While the plan is not perfect, some believe that it can help bring us out of the current recession, at least as a first step. The first problem I have with this plan is that it essentially makes the taxpayer pick up half the tab in order to help financial institutions free themselves of their own bad decisions. Second, it accelerates the use of taxpayer funded bailouts, possibly putting pressure on Congress to pass another bailout in case this doesn’t work fast enough or at all. Third, given that the government is paying for part of the toxic assets, whose value is not known, banks may decide to inflate their price at the taxpayers’ expense. Fourth, it is unknown if private investors are ready at this point to start buying up bad assets, even with the government incentives being offered. Fifth, if they do start buying up these assets, essentially the government has decided to hand over money to hedge fund managers and investment firms (they’ll be the ones buying the toxic assets), making this the third or fourth bailout of Wall Street.

All in all, it’s the market that will determine if this is a good move for the economy and if credit markets will start opening up.
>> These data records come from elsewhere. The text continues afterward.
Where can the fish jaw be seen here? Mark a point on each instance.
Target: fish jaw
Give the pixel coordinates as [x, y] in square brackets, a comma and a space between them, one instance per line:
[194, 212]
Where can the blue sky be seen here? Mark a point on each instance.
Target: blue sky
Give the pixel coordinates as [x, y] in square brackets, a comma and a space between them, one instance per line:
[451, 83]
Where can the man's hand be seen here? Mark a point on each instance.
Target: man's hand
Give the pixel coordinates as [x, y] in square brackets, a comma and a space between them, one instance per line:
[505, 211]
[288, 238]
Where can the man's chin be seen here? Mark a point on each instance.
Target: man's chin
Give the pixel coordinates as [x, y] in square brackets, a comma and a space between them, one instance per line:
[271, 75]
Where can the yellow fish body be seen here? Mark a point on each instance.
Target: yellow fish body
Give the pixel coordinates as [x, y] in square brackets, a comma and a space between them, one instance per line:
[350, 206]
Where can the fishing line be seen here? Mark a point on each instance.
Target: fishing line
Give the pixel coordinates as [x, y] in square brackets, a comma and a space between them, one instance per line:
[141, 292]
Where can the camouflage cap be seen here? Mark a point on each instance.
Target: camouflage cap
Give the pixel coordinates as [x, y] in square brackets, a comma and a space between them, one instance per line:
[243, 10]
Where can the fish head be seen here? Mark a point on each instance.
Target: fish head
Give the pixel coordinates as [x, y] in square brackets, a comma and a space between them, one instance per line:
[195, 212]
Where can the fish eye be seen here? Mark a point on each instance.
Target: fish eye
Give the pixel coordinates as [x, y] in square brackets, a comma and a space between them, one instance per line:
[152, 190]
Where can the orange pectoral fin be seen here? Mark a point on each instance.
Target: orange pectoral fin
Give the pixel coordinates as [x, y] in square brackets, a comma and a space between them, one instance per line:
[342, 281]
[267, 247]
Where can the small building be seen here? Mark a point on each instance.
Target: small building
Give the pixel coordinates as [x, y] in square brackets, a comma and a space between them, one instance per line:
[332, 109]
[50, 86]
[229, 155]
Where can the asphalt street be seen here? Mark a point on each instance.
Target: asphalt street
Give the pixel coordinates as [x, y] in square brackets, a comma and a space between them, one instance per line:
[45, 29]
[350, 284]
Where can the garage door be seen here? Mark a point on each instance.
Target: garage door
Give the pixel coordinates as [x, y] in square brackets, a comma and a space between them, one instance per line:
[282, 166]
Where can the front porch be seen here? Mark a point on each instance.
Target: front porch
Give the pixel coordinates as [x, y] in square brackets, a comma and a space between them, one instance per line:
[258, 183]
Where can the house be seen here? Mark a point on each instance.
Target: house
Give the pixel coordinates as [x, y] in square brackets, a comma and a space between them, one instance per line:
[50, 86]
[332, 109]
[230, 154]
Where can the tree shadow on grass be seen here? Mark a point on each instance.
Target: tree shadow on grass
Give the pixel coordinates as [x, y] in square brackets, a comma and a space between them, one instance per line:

If it goes as planned, we will start seeing some movement by the end of the year according to Christina Romer , an Obama economic adviser. Personally I believe that while this may start solving the lending problems with the economy and help buoy the market, the effect on the taxpayer and the deficit may prove to be another problem altogether. That is the problem with government intervention, and I guess physics, for every action there is an equal and opposite reaction. All we are doing is shuffling around these bad assets with the hopes that over time they become profitable, and if they don’t, it’s okay because the taxpayer will just pay for it… like we’re paying for $1.487 trillion in bailouts, $1.2 trillion in newly printed money from the Federal Reserve, $410 billion omnibus bill passed by Congress recently, and $3.6 trillion dollar budget proposed by the Obama administration. In the meantime, the Corporate Socialist economy continues unabated.